At least in Roche’s strategy to tackle Alzheimer’s disease the Swiss group has the luxury of choice, since on the basis of the phase II data released yesterday crenezumab is going nowhere fast.
Some borderline subgroup analyses notwithstanding, what little hope might have existed for the antibody looks to have been dashed by negative results from two long-awaited phase II trials. Whether this strengthens or weakens the case for a similarly acting project, gantenerumab, will be a question that followers of the amyloid-beta hypothesis will now try to answer.
For now, however, the crenezumab data look like another nail in the amyloid-beta approach that has seen Elan’s bapineuzumab and Lilly’s solanezumab fail in large phase III programmes, though Lilly is pressing on with a newly designed pivotal trial in early-stage Alzheimer’s.
If the approach has any hope of succeeding it is surely in these early patients.
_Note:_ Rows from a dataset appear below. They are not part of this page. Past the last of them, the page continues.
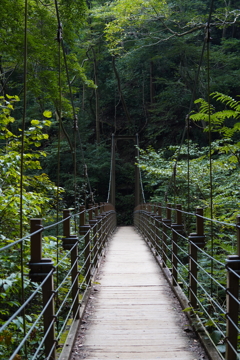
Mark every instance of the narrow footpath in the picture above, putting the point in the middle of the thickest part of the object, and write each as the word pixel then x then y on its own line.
pixel 132 312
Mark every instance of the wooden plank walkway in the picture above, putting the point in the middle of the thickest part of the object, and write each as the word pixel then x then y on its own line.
pixel 133 315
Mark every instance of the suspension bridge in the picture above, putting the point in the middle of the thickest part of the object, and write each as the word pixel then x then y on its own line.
pixel 133 316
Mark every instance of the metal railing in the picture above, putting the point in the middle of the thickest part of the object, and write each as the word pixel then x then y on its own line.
pixel 57 288
pixel 210 282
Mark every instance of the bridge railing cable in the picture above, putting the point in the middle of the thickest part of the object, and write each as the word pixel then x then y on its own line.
pixel 187 260
pixel 54 305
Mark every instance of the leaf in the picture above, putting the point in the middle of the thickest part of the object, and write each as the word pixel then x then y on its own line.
pixel 35 122
pixel 188 309
pixel 47 114
pixel 221 348
pixel 216 336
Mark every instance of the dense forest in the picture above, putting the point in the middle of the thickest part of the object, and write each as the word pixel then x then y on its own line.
pixel 74 72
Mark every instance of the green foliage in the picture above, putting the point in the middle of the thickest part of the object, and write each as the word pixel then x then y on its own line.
pixel 158 169
pixel 217 120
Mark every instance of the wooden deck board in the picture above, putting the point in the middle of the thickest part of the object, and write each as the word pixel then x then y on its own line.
pixel 133 316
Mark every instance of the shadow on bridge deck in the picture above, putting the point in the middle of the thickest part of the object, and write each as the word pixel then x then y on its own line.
pixel 134 315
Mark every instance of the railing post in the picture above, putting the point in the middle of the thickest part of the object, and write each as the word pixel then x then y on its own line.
pixel 40 269
pixel 166 224
pixel 158 218
pixel 195 239
pixel 70 242
pixel 84 231
pixel 176 228
pixel 94 225
pixel 233 269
This much was demonstrated by crenezumab in its two phase II trials, Abby and Blaze; both recruited mild to moderate rather than just mild Alzheimer’s patients.
Abby, being a larger trial with co-primary endpoints in cognition and function, was the more important of the two. In the all-comer population crenezumab failed to reduce the decline in either the Adas-Cog or CDR Sum of Boxes scales versus placebo, Roche said at the Alzheimer’s Association International Conference this week.
As such the group had to rely on subgroup analyses, but here too there was little to shout about. Looking at just the higher of two doses in just the mild population – a pre-specified analysis – there was a numerical difference favouring crenezumab, but this failed to hit statistical significance (p=0.13).
A p value of 0.036 was hit in cognitive decline reduction in an even milder cut of the population, but the value is not adjusted for multiplicity, and in any case this was a post hoc analysis so holds no statistical rigor.
|Clutching at straws? Crenezumab phase II analysis|
|Reduction in Adas-Cog 12 decline||numerical benefit*||not disclosed|
|Reduction in CD-SOB decline||no benefit*||not disclosed|
|Biomarker effect||not disclosed||not disclosed*|
|Adas-Cog benefit (high dose)||16.8% (p=0.19)||10.3% (p=0.84)|
|CD-SOB benefit (high dose)||3.1% (p=0.85)||7.4% (p=0.84)|
|Adas-Cog benefit (mild disease + high dose)||23.8% (p=0.13)**||52.0%***|
|CD-SOB benefit (mild disease + high dose)||–1.0% (p=0.96)**||41.5%***|
|Adas-Cog benefit (even milder disease)||35.4%***||not disclosed|
|CD-SOB benefit (even milder disease)||19.6%***||not disclosed|
|Safety||Pneumonia in 3.2% of crenezumab patients vs 0.6% on placebo|
|*primary endpoint; **pre-specified subgroup; ***post-hoc analysis|
Roche said it would present primary endpoint results from the smaller Blaze trial, relating to brain amyloid load, at a later meeting. Cognition and functional measures – secondary endpoints – favoured crenezumab non-significantly, and to a greater extent in the mild population, though this too was a post hoc dredge.
Perhaps the group was unlucky in that it could not learn from the phase III bapineuzumab and solanezumab failures, as Abby and Blaze were already under way when these occurred. Likewise, it was only last year that the FDA strongly backed the targeting of early forms of dementia (Roche set to benefit from FDA effort to tackle Alzheimer’s paradox, February 8, 2013).
However, Deutsche Bank analysts did expect the data to be positive enough to continue crenezumab development – something that is up in the air now that crenezumab looks to be Roche’s third clinical failure of 2014, after bitopertin in schizophrenia and Metmab in lung cancer.
The group is vague about future plans, but both it and AC Immune, crenezumab’s originator, stressed the agent’s potential in early disease. This gives some support for Lilly’s latest phase III plan for solanezumab, though analysts from Societe Generale were dismissive today, writing: “the failure of a third drug ... suggests that targeting the beta-amyloid pathway may not be a fruitful approach”.
Certainly Lilly will be hoping that this is not the case, as will the likes of AstraZeneca and Merck & Co, which are working on BACE inhibitors, a mechanism based on the concept of reducing circulating beta-amyloid protein.
Were crenezumab Roche’s only Alzheimer’s hope the group might feel pressured to continue in Lilly’s tracks. However, the Swiss company is also working on Evotec’s early-stage MAO-B inhibitor RG1577, and – most importantly – gantenerumab.
The two phase III studies of this second beta-amyloid antibody are focusing on mild disease and prodromal Alzheimer’s, an early form of dementia. While crenezumab might now be a loss for AC Immune, with gantenerumab Roche looks to be on somewhat safer ground.